Combien de temps faut-il pour craquer un mot de passe de 16 caractères ?
Un mot de passe véritablement aléatoire de 16 caractères issu du jeu complet de 95 caractères ASCII imprimables détient environ 105 bits d’entropie. Le forcer par force brute hors ligne à un milliard d’essais par seconde prendrait bien plus longtemps que l’âge de l’univers — et même un attaquant quantique, qui ne bénéficie que de l’accélération en racine carrée de Grover, fait toujours face à une recherche d’environ 52 bits. Le mot aléatoire fait tout le travail.

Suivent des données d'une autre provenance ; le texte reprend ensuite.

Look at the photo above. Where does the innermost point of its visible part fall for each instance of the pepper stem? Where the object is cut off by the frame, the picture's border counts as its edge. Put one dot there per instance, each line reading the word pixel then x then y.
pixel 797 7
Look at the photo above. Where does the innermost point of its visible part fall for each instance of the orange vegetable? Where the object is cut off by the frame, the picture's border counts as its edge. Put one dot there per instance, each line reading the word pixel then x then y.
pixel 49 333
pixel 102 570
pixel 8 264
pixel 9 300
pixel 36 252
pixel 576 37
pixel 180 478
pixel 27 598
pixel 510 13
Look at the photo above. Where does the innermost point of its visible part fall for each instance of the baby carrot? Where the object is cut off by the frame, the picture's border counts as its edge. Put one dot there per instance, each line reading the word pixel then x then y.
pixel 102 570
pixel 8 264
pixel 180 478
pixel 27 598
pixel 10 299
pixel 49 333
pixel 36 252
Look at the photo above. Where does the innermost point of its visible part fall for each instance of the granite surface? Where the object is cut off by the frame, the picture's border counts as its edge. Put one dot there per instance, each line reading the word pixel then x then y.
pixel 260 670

Les chiffres derrière « 16 caractères »
Le temps de craquage dépend de la taille du jeu de caractères et, surtout, du fait que le mot de passe soit véritablement aléatoire ou une phrase mémorisable que le modèle d’un attaquant peut prédire.

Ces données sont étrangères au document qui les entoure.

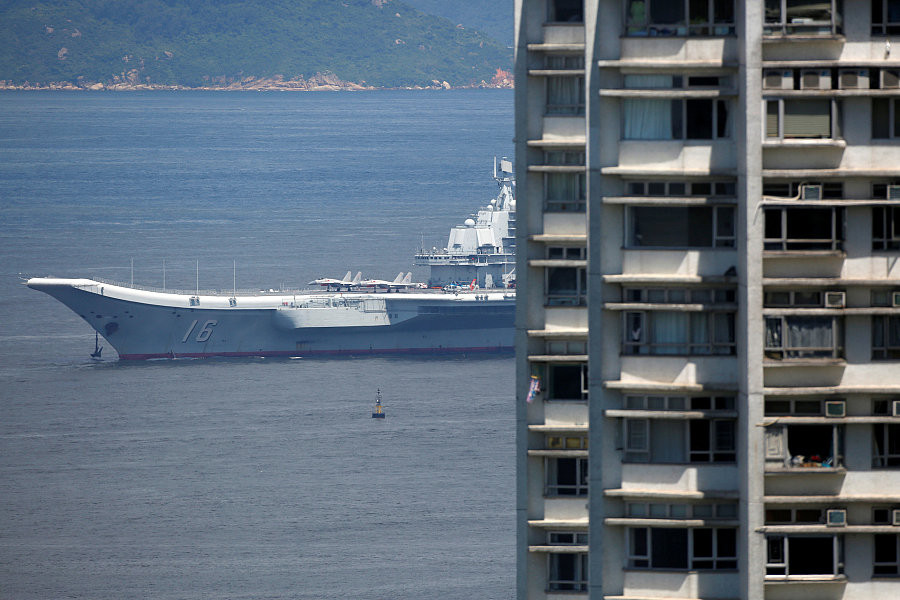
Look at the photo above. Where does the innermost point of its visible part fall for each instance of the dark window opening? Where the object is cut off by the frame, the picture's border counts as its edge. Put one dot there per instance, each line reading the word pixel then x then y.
pixel 566 11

| Jeu de caractères | Taille du pool | Entropie de 16 caractères | Force brute classique @ 1e9/s | Après Grover (√, @ même débit de 1e9/s) |
|---|---|---|---|---|
| Minuscules uniquement | 26 | ~75 bits | ~10^6 siècles | ~minutes |
| Minuscules + majuscules + chiffres | 62 | ~95 bits | ~10^9 siècles | ~jours |
| ASCII imprimable complet | 95 | ~105 bits | ~10^12 siècles | ~semaines-mois |
Les chiffres sont des ordres de grandeur. La colonne Grover applique l’accélération √ au même débit hypothétique de 1e9/s : temps ≈ 2^(bits/2) ÷ 1e9. Pour 105 bits, cela fait 2^52,5 ÷ 1e9 ≈ 74 jours ; pour 95 bits, 2^47,5 ÷ 1e9 ≈ 2,3 jours ; pour 75 bits, 2^37,5 ÷ 1e9 ≈ 3 minutes.

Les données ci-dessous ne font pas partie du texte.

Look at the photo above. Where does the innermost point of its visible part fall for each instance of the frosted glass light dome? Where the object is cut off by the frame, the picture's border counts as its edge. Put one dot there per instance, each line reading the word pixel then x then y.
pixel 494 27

Notez que la colonne Grover n’atteint jamais « instantané » — mais elle n’est pas non plus le tableau réel. Diviser 105 bits par deux laisse environ 52 bits de travail effectif — faible selon les normes modernes de clés, et comme le montre le tableau, si un ordinateur quantique pouvait exécuter l’oracle de Grover à un milliard d’itérations classiques par seconde, même 16 caractères aléatoires tomberaient en quelques semaines. Il ne le peut pas. Les vitesses réelles de portes/horloge quantiques, plus l’énorme surcoût de correction d’erreurs par opération logique, rendent chaque itération de Grover largement plus lente qu’une devinette de GPU. C’est cette lenteur pratique — et non les mathématiques de l’accélération √ — qui garde réellement en sécurité un mot de passe long et aléatoire.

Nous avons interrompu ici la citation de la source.